Separation of Powers: Drawing the Data Viz Divide
What qualities help separate best-of-breed data visualization offerings from their general purpose competitors?
- By Stephen Swoyer
- June 13, 2007
Data visualization didn’t abrupt entire out of a product pipeline—much less the head of a slide-rule-toting Zeus.
Of course, data viz—i.e., the art and science of using common (or increasingly innovative) visual metaphors to help represent and elucidate data—has been around for decades. Seminal data viz research took place during the 1970s, when Herman Chernoff used facial representations to better elucidate trends in multidimensional data. The textbook use-case for Chernoff faces involved a representation of living conditions in a major metropolitan area, using happy faces (with other signifiers, such as arched eyebrows, eccentric head shapes, and so on) to represent additional aspects or trends.
With the rise of dashboards—or of the next-gen performance dashboard, in any event—data visualization seems to have hit the big time.
After all, performance dashboards—including offerings from Business Objects SA, Cognos Inc., MicroStrategy Inc., Oracle Corp., and SAS Institute Inc.—use a variety of visual metaphors, typically yoked to interactive technologies such as Adobe Flash or asynchronous Java over XML (AJaX), to quickly and intelligibly represent data, trends, or alert conditions.
Not surprisingly, however, data visualization experts tend to differentiate between conventional dashboard offerings and the best-of-breed data visualization tools (which also have dashboard elements) marketed by vendors such as Advizor Solutions Inc., Tableau Software Inc., and the former Spotfire Inc. (which was acquired last month by enterprise application integration specialist Tibco.) There’s good reason for such differentiation, they argue.
"There is a huge gulf between the few vendors that understand data visualization and everyone else. When you ask if the best-of-breed products are worth the price, the answer is … [that] their prices are not all out of sync with the prices of other, more mainstream BI vendors … [and that] the data visualization products of vendors other than the few who get it aren’t worthwhile at any price," comments visualization expert Stephen Few, a principal with consultancy Perceptual Edge and a lecturer at UCLA’s Haas School of Business.
What kinds of differences does Few have in mind? It all depends, he says.

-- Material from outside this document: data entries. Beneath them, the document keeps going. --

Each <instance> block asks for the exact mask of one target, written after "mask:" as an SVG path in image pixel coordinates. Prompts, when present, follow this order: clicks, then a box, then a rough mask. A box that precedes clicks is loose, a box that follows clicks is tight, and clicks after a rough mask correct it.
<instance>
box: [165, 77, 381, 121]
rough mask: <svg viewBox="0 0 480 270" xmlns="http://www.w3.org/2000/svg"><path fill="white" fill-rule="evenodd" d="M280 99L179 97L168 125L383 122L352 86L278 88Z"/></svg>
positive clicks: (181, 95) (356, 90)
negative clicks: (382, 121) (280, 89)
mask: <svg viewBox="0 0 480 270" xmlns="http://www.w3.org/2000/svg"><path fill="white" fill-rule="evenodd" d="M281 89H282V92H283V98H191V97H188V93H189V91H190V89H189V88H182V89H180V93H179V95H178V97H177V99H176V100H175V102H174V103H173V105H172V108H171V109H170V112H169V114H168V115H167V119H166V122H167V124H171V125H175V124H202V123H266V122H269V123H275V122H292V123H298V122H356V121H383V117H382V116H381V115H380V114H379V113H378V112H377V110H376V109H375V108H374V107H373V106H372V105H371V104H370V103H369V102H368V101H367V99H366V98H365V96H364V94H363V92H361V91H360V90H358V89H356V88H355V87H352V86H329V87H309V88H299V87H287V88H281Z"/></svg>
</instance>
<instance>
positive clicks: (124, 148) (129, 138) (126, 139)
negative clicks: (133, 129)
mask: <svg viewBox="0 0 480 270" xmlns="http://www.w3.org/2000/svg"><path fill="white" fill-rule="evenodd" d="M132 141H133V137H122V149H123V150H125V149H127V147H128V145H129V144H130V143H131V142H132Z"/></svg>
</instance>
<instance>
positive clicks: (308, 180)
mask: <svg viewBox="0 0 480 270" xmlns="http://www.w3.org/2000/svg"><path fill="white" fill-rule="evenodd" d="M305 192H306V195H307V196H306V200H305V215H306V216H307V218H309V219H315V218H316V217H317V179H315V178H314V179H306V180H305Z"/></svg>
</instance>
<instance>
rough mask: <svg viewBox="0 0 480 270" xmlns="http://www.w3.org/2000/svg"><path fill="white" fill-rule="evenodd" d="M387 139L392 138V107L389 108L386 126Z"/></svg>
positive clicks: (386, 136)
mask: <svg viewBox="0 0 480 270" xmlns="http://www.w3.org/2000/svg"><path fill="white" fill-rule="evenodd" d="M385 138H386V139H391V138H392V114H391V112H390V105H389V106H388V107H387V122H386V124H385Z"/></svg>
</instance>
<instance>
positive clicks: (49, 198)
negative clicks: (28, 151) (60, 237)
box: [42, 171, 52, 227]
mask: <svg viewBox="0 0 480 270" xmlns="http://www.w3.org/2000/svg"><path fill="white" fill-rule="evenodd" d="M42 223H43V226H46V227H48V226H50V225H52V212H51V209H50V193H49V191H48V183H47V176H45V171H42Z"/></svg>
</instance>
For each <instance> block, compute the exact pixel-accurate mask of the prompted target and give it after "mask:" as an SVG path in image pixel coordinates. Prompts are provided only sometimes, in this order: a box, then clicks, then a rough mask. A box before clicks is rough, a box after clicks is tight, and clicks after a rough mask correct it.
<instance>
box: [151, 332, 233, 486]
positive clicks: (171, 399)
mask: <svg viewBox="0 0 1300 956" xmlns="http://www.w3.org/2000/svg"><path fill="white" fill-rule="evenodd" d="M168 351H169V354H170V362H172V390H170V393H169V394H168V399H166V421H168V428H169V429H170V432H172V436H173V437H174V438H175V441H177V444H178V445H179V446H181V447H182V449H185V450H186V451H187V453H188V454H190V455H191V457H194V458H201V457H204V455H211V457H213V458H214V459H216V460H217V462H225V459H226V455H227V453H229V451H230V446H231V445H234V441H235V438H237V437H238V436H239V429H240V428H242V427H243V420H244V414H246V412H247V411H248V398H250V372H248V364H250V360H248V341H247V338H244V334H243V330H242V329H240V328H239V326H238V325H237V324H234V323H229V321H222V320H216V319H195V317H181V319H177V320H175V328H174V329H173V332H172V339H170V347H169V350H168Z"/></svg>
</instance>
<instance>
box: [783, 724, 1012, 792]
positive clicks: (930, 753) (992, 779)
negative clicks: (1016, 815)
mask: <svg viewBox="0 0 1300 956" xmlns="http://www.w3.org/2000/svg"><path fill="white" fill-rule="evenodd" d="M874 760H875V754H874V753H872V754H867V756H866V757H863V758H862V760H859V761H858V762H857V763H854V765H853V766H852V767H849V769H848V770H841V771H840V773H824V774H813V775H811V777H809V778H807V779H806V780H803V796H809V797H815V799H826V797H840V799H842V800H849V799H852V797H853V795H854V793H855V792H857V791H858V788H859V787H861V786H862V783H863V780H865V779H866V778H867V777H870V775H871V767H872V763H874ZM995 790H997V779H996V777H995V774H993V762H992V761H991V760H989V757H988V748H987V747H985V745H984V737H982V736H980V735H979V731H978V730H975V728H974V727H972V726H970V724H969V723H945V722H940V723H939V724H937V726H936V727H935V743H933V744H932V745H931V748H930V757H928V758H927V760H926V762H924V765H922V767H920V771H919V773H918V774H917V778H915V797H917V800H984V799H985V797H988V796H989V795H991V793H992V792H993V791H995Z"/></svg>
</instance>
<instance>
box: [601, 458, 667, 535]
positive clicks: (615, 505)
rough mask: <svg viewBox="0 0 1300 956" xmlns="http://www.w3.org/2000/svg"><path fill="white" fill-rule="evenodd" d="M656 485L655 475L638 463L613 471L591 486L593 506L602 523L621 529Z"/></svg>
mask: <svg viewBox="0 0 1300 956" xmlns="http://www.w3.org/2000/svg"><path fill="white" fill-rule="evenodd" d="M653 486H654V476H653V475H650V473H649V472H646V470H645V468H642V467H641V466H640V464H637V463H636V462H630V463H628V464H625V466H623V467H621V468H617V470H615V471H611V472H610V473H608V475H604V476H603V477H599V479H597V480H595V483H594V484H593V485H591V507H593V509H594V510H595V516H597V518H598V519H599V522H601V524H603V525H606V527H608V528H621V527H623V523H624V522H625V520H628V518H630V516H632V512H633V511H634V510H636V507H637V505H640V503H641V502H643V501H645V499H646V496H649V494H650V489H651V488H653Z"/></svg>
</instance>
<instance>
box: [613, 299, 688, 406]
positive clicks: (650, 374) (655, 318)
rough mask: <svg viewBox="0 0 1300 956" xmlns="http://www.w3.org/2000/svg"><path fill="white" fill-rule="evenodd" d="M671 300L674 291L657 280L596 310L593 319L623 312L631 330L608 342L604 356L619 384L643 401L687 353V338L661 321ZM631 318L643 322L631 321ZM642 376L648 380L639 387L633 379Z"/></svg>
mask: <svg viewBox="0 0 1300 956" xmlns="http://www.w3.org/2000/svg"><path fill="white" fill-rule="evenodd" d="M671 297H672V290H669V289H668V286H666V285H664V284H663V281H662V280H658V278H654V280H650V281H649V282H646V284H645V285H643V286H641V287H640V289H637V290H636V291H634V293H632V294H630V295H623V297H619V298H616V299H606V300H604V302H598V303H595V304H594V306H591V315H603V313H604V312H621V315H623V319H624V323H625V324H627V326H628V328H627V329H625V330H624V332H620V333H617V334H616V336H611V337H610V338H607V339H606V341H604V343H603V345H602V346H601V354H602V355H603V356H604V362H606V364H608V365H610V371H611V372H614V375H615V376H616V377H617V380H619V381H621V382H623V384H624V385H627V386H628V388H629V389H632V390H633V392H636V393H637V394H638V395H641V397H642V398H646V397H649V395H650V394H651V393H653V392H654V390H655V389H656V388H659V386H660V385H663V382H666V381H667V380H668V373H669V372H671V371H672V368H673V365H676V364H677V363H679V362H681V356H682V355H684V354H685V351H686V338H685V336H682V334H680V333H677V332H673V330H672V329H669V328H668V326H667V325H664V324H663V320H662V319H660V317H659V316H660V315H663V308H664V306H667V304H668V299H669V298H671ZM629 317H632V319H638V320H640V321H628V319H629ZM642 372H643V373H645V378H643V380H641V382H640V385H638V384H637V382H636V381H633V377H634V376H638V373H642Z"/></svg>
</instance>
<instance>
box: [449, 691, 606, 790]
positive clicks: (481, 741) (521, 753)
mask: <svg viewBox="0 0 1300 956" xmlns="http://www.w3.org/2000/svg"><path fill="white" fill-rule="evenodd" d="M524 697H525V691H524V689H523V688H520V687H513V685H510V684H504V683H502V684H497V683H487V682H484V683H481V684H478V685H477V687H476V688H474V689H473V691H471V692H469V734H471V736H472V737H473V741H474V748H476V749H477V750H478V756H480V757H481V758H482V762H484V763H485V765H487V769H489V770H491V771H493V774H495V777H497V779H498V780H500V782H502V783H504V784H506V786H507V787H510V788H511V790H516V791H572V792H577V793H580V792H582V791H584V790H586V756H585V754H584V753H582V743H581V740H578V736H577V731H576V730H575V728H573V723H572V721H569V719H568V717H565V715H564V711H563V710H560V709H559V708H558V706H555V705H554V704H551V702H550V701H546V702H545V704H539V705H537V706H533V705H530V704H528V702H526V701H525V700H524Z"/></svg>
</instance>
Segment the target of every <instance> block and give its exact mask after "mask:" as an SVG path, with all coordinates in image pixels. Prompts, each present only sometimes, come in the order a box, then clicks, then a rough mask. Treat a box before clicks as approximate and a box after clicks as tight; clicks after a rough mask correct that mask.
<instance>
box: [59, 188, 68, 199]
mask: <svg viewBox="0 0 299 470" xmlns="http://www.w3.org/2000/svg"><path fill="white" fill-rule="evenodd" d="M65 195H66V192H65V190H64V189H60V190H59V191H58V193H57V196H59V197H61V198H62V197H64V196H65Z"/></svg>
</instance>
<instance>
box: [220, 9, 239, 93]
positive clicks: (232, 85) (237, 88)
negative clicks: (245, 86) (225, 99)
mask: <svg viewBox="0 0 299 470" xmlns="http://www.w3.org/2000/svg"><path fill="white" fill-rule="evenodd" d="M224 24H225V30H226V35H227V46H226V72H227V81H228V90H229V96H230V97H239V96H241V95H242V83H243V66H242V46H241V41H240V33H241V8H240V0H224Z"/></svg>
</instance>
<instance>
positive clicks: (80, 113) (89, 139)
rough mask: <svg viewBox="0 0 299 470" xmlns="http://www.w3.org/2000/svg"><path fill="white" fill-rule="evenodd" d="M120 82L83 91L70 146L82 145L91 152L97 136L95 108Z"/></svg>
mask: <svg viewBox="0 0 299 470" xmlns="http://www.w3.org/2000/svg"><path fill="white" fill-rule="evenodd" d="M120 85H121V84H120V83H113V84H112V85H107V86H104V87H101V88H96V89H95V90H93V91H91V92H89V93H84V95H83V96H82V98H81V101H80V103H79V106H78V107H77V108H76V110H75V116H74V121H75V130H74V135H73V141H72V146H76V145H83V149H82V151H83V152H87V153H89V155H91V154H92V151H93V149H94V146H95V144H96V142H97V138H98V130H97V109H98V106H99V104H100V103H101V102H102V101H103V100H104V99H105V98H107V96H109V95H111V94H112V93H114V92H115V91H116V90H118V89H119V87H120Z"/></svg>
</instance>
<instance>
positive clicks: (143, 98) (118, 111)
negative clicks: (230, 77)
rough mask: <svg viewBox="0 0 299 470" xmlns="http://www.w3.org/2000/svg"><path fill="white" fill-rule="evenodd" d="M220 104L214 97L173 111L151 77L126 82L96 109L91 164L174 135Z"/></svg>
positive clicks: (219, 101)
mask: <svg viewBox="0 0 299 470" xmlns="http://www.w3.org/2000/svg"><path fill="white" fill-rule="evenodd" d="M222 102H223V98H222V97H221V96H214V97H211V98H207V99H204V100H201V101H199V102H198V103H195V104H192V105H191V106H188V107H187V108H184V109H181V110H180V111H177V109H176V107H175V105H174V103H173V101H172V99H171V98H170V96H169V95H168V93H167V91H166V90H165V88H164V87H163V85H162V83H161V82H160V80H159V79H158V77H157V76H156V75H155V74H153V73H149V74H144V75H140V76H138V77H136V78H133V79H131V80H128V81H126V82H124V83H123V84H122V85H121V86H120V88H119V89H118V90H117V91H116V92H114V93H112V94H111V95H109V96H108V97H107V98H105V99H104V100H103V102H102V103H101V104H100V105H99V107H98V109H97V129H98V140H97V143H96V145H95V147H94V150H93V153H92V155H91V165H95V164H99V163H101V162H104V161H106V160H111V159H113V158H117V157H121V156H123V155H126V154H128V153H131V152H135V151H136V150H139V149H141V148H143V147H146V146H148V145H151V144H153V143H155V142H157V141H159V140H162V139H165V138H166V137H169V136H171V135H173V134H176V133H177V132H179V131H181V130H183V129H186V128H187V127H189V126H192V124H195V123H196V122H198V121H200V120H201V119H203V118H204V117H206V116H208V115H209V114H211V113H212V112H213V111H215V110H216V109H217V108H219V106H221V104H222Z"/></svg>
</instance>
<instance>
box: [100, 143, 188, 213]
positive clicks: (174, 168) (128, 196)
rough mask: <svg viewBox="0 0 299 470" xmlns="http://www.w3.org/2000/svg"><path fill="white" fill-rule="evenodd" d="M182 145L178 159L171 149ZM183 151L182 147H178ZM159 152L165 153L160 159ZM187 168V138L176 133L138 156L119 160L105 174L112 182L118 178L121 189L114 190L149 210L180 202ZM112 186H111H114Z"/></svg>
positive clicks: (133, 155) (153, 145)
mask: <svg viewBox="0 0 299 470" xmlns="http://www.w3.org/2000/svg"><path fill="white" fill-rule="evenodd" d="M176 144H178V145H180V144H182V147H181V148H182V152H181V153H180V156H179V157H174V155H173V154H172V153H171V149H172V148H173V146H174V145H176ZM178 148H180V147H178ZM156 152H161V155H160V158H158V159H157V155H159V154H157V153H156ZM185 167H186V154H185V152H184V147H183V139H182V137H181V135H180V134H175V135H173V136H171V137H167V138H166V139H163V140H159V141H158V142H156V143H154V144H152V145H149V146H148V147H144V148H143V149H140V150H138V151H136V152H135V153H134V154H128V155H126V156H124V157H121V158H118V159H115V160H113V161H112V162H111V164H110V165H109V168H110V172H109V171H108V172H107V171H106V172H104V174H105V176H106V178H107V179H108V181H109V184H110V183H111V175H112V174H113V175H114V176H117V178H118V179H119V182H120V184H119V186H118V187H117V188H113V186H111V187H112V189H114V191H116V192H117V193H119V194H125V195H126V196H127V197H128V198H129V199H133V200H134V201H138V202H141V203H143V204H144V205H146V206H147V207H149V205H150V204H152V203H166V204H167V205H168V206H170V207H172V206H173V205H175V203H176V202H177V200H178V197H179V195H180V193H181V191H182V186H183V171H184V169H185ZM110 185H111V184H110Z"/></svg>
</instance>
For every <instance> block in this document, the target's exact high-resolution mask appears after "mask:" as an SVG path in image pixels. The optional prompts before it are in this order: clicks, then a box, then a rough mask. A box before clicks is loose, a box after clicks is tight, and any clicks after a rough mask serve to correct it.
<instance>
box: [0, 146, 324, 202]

"We could definitely speak of baseline capabilities that ought to exist in data visualization software, but the requirements vary depending on the nature of the software," he comments. "At a minimum, you must make a distinction between software that uses visualization to present information and software that uses it to analyze information. Some products can be used for both, but many are only designed to do one or the other." A complete run-down of what separates data viz best-of-breed from chaff is admittedly beyond the scope of this article. But—in a research article published on his Web site—Few does go into more detail.
"Data analysis—except for routine analytical procedures that are always done in the same exact manner—requires the ability to add, remove, and change views of the data on the fly, following the trail of analytical pursuit as quickly as questions arise," he writes. "Any software tools that require more than a few seconds for the analyst to add another chart to the screen or to modify an existing chart will not work for ad-hoc analysis."
This is one of the reasons he says it’s important to differentiate between best-of-breed offerings from Tableau, SAS JMP, and the former Spotfire and those of non-specialty vendors. Such tools typically boast at least two features—namely, global filters and "brushing"—that are missing from, or imperfectly implemented in, non-best-of-breed offerings.
"Global filters provide the means to remove unwanted data from the entire display," he writes. "Filters in some analysis tools can only be used to affect individual charts. Global filters, however, work across the entire collection of charts, keeping the data in sync across the entire display. When we examine data from multiple perspectives simultaneously, we almost always want to filter the data in a consistent manner across all of the charts. The easier the filter controls are to use and the faster they can be set, the more powerfully they support the free flow of analysis."
Ditto for brushing, which Few says "extends our ability to see connections in the data by highlighting selected items across all of the views."
He uses the example of a dashboard which breaks down sales down in terms of common values—e.g., yearly sales, per-customer sales, sales by customer size, change (on a percentage basis) in sales year-over-year (and so on).
In a conventional dashboard, Few points out, a user would simply be bombarded by charts, which—independent of deeper analysis—don’t tell much about anything. But by "brushing" the data to selectively highlight common items across several different charts, analysis becomes much easier.